China diz não ter "outra opção" senão retaliar as novas tarifas impostas pelo presidente norte-americano.

A batalha comercial continua. O presidente norte-americano anunciou, esta segunda-feira, as novas taxas aduaneiras às importações chinesas, tal como já tinha ameaçado impor. Donald Trump alertou, ainda, que caso a China adote medidas de retaliação contra os agricultores ou as indústrias americanas, os Estados Unidos da América (EUA) avançarão para a terceira ronda — 267 mil milhões de dólares de importações adicionais –, avança a agência Reuters (acesso livre, conteúdo em inglês).

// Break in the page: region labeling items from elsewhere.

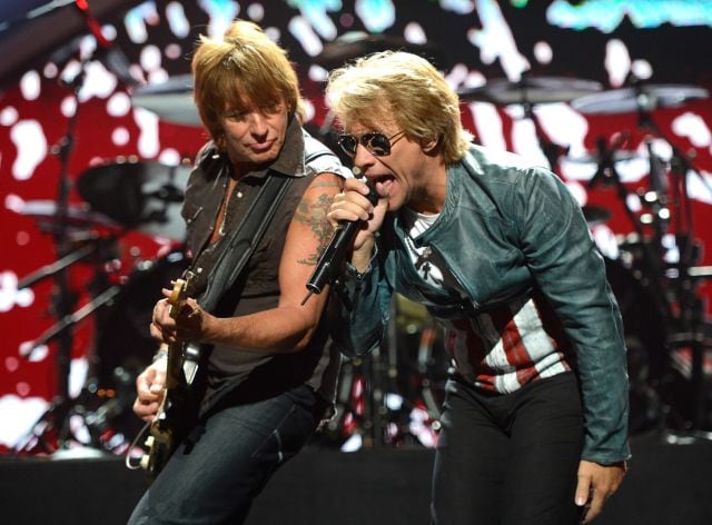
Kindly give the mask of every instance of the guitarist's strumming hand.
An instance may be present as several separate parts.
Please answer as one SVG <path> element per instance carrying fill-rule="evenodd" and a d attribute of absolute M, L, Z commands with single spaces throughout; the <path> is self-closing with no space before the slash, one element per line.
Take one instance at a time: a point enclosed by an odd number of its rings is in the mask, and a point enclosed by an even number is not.
<path fill-rule="evenodd" d="M 145 422 L 152 422 L 164 400 L 166 385 L 166 353 L 136 378 L 134 413 Z"/>
<path fill-rule="evenodd" d="M 174 344 L 178 341 L 200 341 L 206 337 L 206 327 L 212 316 L 205 311 L 198 303 L 186 299 L 177 314 L 171 315 L 171 305 L 168 300 L 172 291 L 164 288 L 166 299 L 161 299 L 154 308 L 151 319 L 151 336 L 162 343 Z"/>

Para já, fica-se pela segunda ronda: imposição de uma tarifa alfandegária de 10% sobre o equivalente a 200 mil milhões de dólares de produtos chineses importados. Esta cobrança terá início no próximo 24 de setembro, mas a taxa deverá aumentar no final do ano para 25%, dando assim algum tempo às empresas americanas para procurarem países alternativos nas suas cadeias de fornecimento.

Pequim, como tem sido hábito, não se intimidou com a ameaça de Trump e já disse que vai retaliar na mesma proporção. De acordo com o jornal South China Morning Post, citando uma fonte do Governo em Pequim, a China está agora a rever os planos para enviar uma delegação a Washington para novas conversações, aumentando o risco de uma prolongada batalha comercial.

Segundo a Bloomberg, o vice-primeiro-ministro Liu He estará esta manhã numa reunião em Pequim, onde vai discutir a reposta do governo chinês. A China já prometeu retaliar as novas taxas dos EUA com um “contra-ataque” agressivo.

Uma importante autoridade do mercado de valores mobiliários disse à Reuters que as ações comerciais dos EUA contra a China não vão funcionar, uma vez que a China dispõe de várias ferramentas de política fiscal e monetária para lidar com o impacto das taxas alfandegárias. Fang Xinghai, vice-presidente da China Securities Regulatory Commission, partilha da mesma opinião. “Acho que esse tipo de tática não vai funcionar com a China”, disse durante uma conferência na cidade portuária de Tianjin.